While the Company periodically reassesses material trends and uncertainties affecting the Company’s results of operations and financial condition in connection with the preparation of “Management’s Discussion and Analysis of Financial Condition and Results of Operations” and certain other sections contained in the Company’s quarterly, annual or other reports filed with the SEC, the Company does not intend to review or revise any particular forward-looking statement in light of future events.
| A discussion of important factors that could cause the actual results of operations or financial condition of the Company to differ from expectations has been set forth in the Company’s Annual Report on Form 10-K for the year ended December 31, 2008 within Part II, Item 7: “Management’s Discussion and Analysis of Financial Condition and Results of Operations” under the caption “Forward Looking Statements” and is incorporated herein by reference. Some of the factors are also discussed elsewhere in this Form 10-Q and in prior Company filings with the SEC. In addition, other factors have been or may be discussed from time to time in the Company’s SEC filings. |
| Quantitative and Qualitative Disclosures About Market Risk |
In the normal course of business the Company is subject to risk from adverse fluctuations in foreign exchange and interest rates and commodity prices. The Company manages these risks through a program that includes the use of derivative financial instruments, primarily swaps and forwards. Counterparties to these contracts are major financial institutions. The Company is exposed to credit loss in the event of nonperformance by the counterparties. These instruments are not used for trading or speculative purposes. The extent to which the Company uses such instruments is dependent upon its access to these contracts in the financial markets and its success in using other methods, such as netting exposures in the same currencies to mitigate foreign exchange risk and using sales agreements that permit the pass-through of commodity price and foreign exchange rate risk to customers. The Company’s objective in managing its exposure to market risk is to limit the impact on earnings and cash flow. For further discussion of the Company’s use of derivative instruments and their fair values at June 30, 2009, see Note G to the consolidated financial statements included in this Quarterly Report on Form 10-Q.

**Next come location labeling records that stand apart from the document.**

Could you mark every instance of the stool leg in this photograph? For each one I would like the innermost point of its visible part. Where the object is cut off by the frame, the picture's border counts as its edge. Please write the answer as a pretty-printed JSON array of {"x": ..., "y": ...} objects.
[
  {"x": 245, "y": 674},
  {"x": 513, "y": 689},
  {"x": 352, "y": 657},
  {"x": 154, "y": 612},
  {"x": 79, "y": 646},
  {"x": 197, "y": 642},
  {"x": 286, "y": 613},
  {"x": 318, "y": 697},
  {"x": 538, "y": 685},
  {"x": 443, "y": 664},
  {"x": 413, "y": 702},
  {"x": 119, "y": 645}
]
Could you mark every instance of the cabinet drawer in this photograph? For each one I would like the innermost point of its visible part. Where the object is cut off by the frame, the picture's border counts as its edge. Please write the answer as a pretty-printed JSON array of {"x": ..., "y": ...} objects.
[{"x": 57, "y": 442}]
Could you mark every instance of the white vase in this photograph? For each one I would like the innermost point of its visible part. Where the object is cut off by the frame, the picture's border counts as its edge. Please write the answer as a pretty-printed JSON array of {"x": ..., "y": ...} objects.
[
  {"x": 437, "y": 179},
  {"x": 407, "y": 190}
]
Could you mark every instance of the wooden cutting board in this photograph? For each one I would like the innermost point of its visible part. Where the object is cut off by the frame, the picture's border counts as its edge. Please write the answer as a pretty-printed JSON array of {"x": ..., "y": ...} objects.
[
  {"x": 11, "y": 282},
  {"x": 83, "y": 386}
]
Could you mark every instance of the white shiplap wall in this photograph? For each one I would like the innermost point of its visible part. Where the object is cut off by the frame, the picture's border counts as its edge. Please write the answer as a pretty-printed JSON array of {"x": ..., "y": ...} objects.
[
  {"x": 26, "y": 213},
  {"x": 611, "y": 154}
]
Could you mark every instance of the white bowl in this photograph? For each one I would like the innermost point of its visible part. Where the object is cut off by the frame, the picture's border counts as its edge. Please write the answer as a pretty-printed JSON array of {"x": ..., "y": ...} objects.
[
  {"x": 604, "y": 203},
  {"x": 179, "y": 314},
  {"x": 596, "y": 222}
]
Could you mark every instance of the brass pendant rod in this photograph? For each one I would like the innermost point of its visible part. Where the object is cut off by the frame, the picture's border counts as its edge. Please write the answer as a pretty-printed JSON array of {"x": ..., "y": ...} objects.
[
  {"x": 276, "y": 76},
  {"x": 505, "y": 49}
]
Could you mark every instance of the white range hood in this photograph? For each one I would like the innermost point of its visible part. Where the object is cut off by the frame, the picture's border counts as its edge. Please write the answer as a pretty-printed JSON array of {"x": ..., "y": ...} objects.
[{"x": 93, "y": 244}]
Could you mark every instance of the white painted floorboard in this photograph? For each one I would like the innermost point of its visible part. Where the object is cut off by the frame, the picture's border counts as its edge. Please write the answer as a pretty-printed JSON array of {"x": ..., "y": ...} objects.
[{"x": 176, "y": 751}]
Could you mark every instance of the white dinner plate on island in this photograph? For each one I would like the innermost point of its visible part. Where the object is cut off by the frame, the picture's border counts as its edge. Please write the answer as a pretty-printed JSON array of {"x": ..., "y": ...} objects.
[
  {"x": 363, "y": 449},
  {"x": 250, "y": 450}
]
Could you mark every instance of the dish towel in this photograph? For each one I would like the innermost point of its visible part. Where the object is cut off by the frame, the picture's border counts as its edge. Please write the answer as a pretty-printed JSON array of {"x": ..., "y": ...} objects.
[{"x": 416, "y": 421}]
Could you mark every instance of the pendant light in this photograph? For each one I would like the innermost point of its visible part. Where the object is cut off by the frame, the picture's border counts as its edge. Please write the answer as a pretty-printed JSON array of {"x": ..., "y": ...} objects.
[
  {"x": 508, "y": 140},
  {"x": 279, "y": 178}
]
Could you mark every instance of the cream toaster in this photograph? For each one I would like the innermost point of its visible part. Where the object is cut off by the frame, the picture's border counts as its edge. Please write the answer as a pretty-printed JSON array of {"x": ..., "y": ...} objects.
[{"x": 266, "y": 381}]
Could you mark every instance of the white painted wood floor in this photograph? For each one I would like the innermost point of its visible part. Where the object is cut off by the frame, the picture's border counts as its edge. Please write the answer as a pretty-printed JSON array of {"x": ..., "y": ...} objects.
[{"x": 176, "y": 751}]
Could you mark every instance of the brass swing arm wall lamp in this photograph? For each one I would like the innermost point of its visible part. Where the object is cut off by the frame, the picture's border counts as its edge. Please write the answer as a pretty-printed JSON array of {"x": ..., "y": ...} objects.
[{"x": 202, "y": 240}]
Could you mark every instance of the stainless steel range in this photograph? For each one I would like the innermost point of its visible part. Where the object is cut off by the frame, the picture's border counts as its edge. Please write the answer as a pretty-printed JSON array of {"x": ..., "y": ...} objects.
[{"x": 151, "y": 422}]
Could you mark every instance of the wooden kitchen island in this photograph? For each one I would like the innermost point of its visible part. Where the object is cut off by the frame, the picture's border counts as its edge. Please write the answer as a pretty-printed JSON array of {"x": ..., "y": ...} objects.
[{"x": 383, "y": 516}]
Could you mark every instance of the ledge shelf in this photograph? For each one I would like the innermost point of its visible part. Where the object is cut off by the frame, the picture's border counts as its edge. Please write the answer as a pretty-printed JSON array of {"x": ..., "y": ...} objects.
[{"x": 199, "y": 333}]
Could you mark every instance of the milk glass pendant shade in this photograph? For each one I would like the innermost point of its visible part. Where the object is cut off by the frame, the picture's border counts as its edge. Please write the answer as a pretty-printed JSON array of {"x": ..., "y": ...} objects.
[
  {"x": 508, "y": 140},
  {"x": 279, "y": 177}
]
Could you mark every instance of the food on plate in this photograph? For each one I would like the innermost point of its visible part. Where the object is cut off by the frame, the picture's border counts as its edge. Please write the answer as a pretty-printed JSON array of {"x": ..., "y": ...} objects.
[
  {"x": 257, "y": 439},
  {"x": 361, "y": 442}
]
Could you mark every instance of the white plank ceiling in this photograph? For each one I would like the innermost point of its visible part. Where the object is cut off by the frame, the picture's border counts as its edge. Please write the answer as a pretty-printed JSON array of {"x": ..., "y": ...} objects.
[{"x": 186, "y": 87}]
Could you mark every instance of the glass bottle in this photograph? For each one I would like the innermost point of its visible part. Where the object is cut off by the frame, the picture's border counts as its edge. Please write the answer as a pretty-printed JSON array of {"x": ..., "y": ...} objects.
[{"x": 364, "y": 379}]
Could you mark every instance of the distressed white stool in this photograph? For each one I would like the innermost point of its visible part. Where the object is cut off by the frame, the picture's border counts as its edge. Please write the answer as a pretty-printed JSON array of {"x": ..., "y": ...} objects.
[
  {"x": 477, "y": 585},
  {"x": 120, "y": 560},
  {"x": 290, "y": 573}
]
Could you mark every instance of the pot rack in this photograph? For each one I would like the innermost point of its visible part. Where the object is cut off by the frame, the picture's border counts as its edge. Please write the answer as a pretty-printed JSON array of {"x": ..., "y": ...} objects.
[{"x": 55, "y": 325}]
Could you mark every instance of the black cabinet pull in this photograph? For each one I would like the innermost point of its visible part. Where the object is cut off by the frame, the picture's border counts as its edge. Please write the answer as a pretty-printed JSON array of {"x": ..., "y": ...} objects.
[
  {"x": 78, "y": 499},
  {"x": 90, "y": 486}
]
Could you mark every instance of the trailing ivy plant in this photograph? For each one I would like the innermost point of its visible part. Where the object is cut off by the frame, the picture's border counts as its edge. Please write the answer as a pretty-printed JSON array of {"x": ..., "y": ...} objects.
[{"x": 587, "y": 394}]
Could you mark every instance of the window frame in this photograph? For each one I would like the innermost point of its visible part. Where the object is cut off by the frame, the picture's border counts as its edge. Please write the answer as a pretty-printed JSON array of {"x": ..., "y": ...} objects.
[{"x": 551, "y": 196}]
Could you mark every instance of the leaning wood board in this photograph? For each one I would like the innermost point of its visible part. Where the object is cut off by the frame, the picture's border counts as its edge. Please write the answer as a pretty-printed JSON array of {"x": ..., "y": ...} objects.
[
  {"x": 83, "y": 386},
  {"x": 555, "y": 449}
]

As of June 30, 2009, the Company had approximately $0.9 billion principal floating interest rate debt. A change of 0.25% in these floating interest rates would change annual interest expense by approximately $2 million before tax.
As of the end of the period covered by this Quarterly Report on Form 10-Q, management, including the Company’s Chief Executive Officer and Chief Financial Officer, has evaluated the effectiveness of the design and operation of its disclosure controls and procedures. Based upon that evaluation and as of the end of the quarter for which this report is made, the Company’s Chief Executive Officer and Chief Financial Officer concluded that the disclosure controls and procedures were effective. Disclosure controls and procedures ensure that information to be disclosed in reports that the Company files and submits under the Exchange Act is recorded, processed, summarized and reported within the time periods specified in the rules and terms of the Securities and Exchange Commission, and ensure that information required to be disclosed in the reports that the Company files or submits under the Exchange Act is accumulated and communicated to the Company’s management, including its Chief Executive Officer and Chief Financial Officer, to allow timely decisions regarding required disclosure.
There has been no change in internal controls over financial reporting that occurred during the period covered by this report that has materially affected, or is reasonably likely to materially affect, the Company’s internal control over financial reporting.